El reencuentro

Por F SÁNCHEZ CABALLERO

Atrás quedaron los Alpes austríacos con sus picos blancos y Liechtenstein con los orgullosos vestigios de su nobleza. Relegadas quedaron las cabañas de techos empinados, el paisaje abrupto que dibuja con rocas el valle del Rin suizo y las engalanadas campiñas francesas. Ahora siento el olor del Saarland. El verde de sus praderas con alternantes bosques de pino y arce ha dado paso a la metamorfosis multicolor del otoño. El Sarre parece no llevar prisa y se arrastra perezosamente por el valle como la mítica serpiente emplumada del Caribe. Miro el cielo plateado reflejado en su espejo de agua, y oigo el viento soplar en los árboles de hojas verdes, anaranjadas o amarillas que enmarcan su cauce. Sus meandros bosquejan en su curso parte importante de mi destino.

Hace varios años no pisaba territorio alemán. No obstante, mi experiencia aquí ha sido tan sensible y trascendental, que cada uno de mis sentidos se activa al máximo ante su inminencia. Es un reencuentro con el pasado. Hay cierta sensación en el ambiente que me transporta. Me acerco al centro urbano de Saarbrücken. Reconozco fragmentos enteros del paisaje, árboles sin hojas en cuyas ramas los nidos desolados hablan de una sucesión de apareos y abandonos que se repite incansable. Colinas, trozos de cielo, calles, iglesias, fachadas típicas entramadas con robles centenarios que por milagro aún se conservan. Heráldica de vieja data, adornada con dibujos patronímicos de apellidos y oficios casi en extinción por los azares del modernismo y la industrialización. Observo como ayer una rústica taberna cuyo aspecto desgarbado se remonta a un período incierto, que pese a su constante empeño el tiempo no ha podido transformar. Veo un par de ancianos sentados en el parque sin decirse nada, mientras las últimas hojas caen a su alrededor como promesas rotas. Veo un carro estacionado corroído por el viento húmedo; una muchacha en bicicleta. Es como si todo hubiese sido endosado al pasado. Reconozco una fábrica metalúrgica en desuso y algunas vallas que juraría conservan la misma publicidad de autos y cervezas.

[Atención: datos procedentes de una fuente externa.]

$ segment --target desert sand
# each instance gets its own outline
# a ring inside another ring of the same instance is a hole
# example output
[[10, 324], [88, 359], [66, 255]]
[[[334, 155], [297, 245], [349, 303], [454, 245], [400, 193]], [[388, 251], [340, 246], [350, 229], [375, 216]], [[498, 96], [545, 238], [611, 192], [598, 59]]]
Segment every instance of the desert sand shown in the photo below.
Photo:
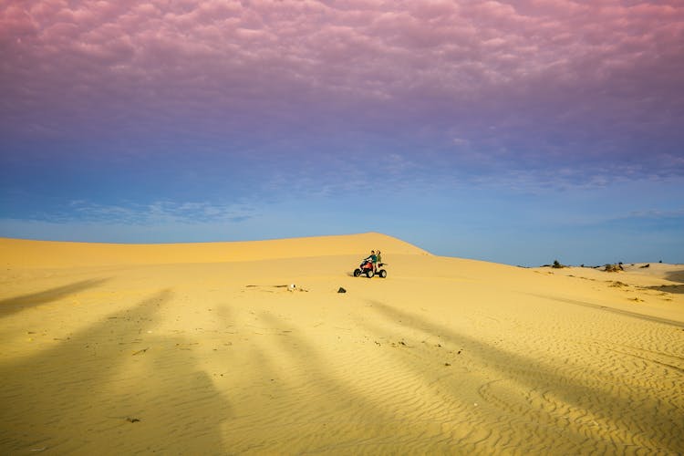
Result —
[[[370, 249], [387, 278], [351, 275]], [[378, 233], [0, 239], [0, 265], [2, 454], [684, 452], [684, 265]]]

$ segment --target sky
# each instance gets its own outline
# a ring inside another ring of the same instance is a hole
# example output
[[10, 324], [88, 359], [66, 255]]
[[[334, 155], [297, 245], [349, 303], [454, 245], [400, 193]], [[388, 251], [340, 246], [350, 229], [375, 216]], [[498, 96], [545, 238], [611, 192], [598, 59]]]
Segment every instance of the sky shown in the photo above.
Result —
[[0, 0], [0, 236], [684, 263], [681, 0]]

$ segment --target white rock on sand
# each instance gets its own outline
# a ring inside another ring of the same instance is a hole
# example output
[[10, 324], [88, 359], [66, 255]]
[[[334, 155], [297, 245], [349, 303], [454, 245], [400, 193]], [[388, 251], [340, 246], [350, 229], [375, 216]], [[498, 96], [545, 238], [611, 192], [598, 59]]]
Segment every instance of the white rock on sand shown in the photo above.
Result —
[[[378, 248], [388, 278], [353, 277]], [[681, 265], [378, 233], [0, 258], [3, 454], [684, 452]]]

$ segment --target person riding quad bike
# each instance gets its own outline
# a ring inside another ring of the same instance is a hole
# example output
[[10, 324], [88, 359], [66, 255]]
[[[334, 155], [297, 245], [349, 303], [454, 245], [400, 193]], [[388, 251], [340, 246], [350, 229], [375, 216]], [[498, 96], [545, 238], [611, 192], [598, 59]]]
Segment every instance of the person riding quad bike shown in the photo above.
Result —
[[[373, 260], [377, 260], [375, 253], [373, 253], [368, 258], [361, 260], [361, 264], [354, 270], [354, 276], [358, 277], [362, 274], [366, 275], [367, 277], [371, 278], [373, 275], [378, 274], [383, 279], [387, 277], [387, 271], [384, 269], [384, 263], [375, 264]], [[377, 265], [376, 265], [377, 264]]]

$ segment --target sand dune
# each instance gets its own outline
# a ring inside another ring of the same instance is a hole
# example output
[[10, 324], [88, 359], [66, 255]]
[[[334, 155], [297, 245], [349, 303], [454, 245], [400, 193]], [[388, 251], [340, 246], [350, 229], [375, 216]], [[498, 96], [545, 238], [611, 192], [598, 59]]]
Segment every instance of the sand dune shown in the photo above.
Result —
[[[354, 278], [371, 248], [388, 278]], [[4, 454], [684, 452], [684, 266], [377, 233], [0, 258]]]

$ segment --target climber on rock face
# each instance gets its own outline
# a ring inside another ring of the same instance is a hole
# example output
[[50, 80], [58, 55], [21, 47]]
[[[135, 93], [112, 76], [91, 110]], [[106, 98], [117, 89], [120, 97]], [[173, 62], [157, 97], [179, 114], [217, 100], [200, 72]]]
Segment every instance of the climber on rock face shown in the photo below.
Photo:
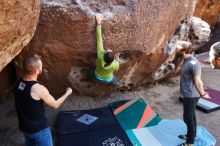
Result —
[[115, 60], [113, 51], [110, 49], [104, 50], [102, 40], [101, 23], [103, 16], [101, 14], [96, 15], [96, 39], [97, 39], [97, 59], [95, 78], [102, 83], [109, 83], [117, 85], [117, 79], [114, 76], [114, 72], [119, 69], [119, 62]]

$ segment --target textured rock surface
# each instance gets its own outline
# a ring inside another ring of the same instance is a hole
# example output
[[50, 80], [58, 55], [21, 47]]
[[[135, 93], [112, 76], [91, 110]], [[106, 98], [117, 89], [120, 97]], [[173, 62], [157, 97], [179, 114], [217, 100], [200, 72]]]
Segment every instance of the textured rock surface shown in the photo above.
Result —
[[[154, 72], [170, 57], [164, 47], [194, 6], [192, 0], [44, 0], [35, 36], [16, 59], [17, 70], [28, 55], [37, 53], [44, 63], [40, 80], [53, 93], [74, 84], [75, 78], [68, 79], [72, 67], [72, 77], [74, 68], [95, 67], [95, 13], [100, 12], [105, 17], [104, 46], [124, 63], [116, 74], [120, 88], [153, 82]], [[93, 87], [94, 92], [109, 90]]]
[[1, 71], [32, 38], [40, 14], [40, 0], [1, 0], [0, 6]]
[[198, 0], [194, 15], [214, 26], [220, 13], [219, 0]]

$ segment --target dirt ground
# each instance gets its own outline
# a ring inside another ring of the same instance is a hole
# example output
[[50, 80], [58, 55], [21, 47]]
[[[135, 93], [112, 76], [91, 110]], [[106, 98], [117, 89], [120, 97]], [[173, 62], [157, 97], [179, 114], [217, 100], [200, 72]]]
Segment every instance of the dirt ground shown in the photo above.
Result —
[[[220, 70], [213, 70], [209, 65], [202, 66], [202, 79], [205, 86], [220, 90]], [[101, 90], [101, 89], [100, 89]], [[179, 77], [169, 81], [153, 85], [146, 85], [136, 91], [112, 93], [108, 98], [77, 97], [67, 99], [62, 107], [55, 111], [47, 108], [47, 117], [50, 124], [55, 122], [60, 110], [91, 109], [107, 105], [113, 101], [132, 98], [146, 98], [152, 109], [163, 119], [182, 119], [183, 107], [178, 100]], [[203, 113], [196, 110], [197, 121], [203, 125], [217, 139], [220, 146], [220, 110], [212, 113]], [[24, 145], [22, 133], [17, 128], [17, 118], [12, 98], [0, 101], [0, 146], [22, 146]], [[56, 128], [51, 126], [56, 143]]]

Reconozco también expresiones, rostros, voces, sonrisas y abrazos que me dan la bienvenida y cuyo calor comparto con alegría:

Hallo… Guten Abend… Wie geht´s?    

Son personas incondicionales con quienes pude haber compartido una vida y, sin importar cuánto tiempo dejáramos de vernos, reencontrarnos con entusiasmo y reiniciar la conversación en el mismo punto; pero, por cosas del idioma, nos hemos dicho poco. Me miran largo rato con sus ojos claros. Los contemplo indefenso y casi sin respuestas.  Hace más de treinta años nos hemos hallado a intervalos y algo nos dijo que podíamos ser amigos. Releo cada uno de sus gestos, sus nuevas líneas faciales, la pesadumbre creciente de su mirada tratando de descifrar su historia y por lo que han pasado.

Entschuldigung

Nos miramos desde el corazón. Nunca hemos sido confidentes de nuestros sueños, ni hemos debatido a profundidad las afinidades políticas o las caóticas divergencias sociales de nuestra época; sus preferencias literarias, lo que piensan de la vida y de la muerte, pero quizá en otro trance peleamos una guerra juntos y luchamos por un propósito común o un ideal proscrito. Es un lazo intangible, una conexión ancestral, nada de lo ocurrido ha dejado de pasarnos. Cada uno de ellos, su mirada, su sonrisa es una maravillosa máquina del tiempo. Muchos me llevan años de experiencia, y me tratan como a un hijo pródigo cargado de cicatrices abiertas y de historias negras, que vuelve tras malgastar sus días alrededor del mundo. La vida los ha ido debilitando igual que a mí.  Algunos decididamente agotados me hacen prever que este será nuestro último encuentro.

Schade

Comienza diciembre. El invierno hace esporádicas incursiones tiñendo de blanco los techos y colinas lejanas. Pese a las coincidencias con el pasado y a mis evocaciones, con todo tiendo a sorprenderme, quizá tan solo para reivindicar el asombro. A estas alturas el trópico es ya un recuerdo distante. He sido invitado a varias reuniones familiares donde vuelvo a ver rostros entrañables y obsequiosos que me hablan en dialecto, como si por culpa del idioma clásico —Hochdeutsch— yo no les entendiera. No hemos compartido mucho de palabra, pero hemos reído juntos y con eso nos basta. En medio de la noche y el vino desafinan cánticos típicos y milenarios que por instantes creo recordar, rodeado de personajes de leyenda, con máscaras extravagantes, entre solsticios de invierno y nieves perpetuas, antes que Constantino decidiera remplazar las celebraciones a la diosa Sól y su carruaje de fuego por el nacimiento del Mesías y su cruz. Fue el final de los dioses paganos dice un poeta anónimo nórdico: “el sol comenzó a ponerse negro, la tierra se hundió en el mar, las estrellas brillantes se dispersaron en el cielo y el fuego voló hacia lo alto” … Me reconozco junto a ellos al pie de una fogata, entonando el canto profano de un ritual de fertilidad, cobrando peajes a las barcazas que osaban vadear el río sin consentimiento, o asaltando caminos y conventos, desvirgando doncellas taciturnas que refugiadas en la promesa del más allá, transitaban el resbaladizo sendero de la virtud como un substituto del martirio.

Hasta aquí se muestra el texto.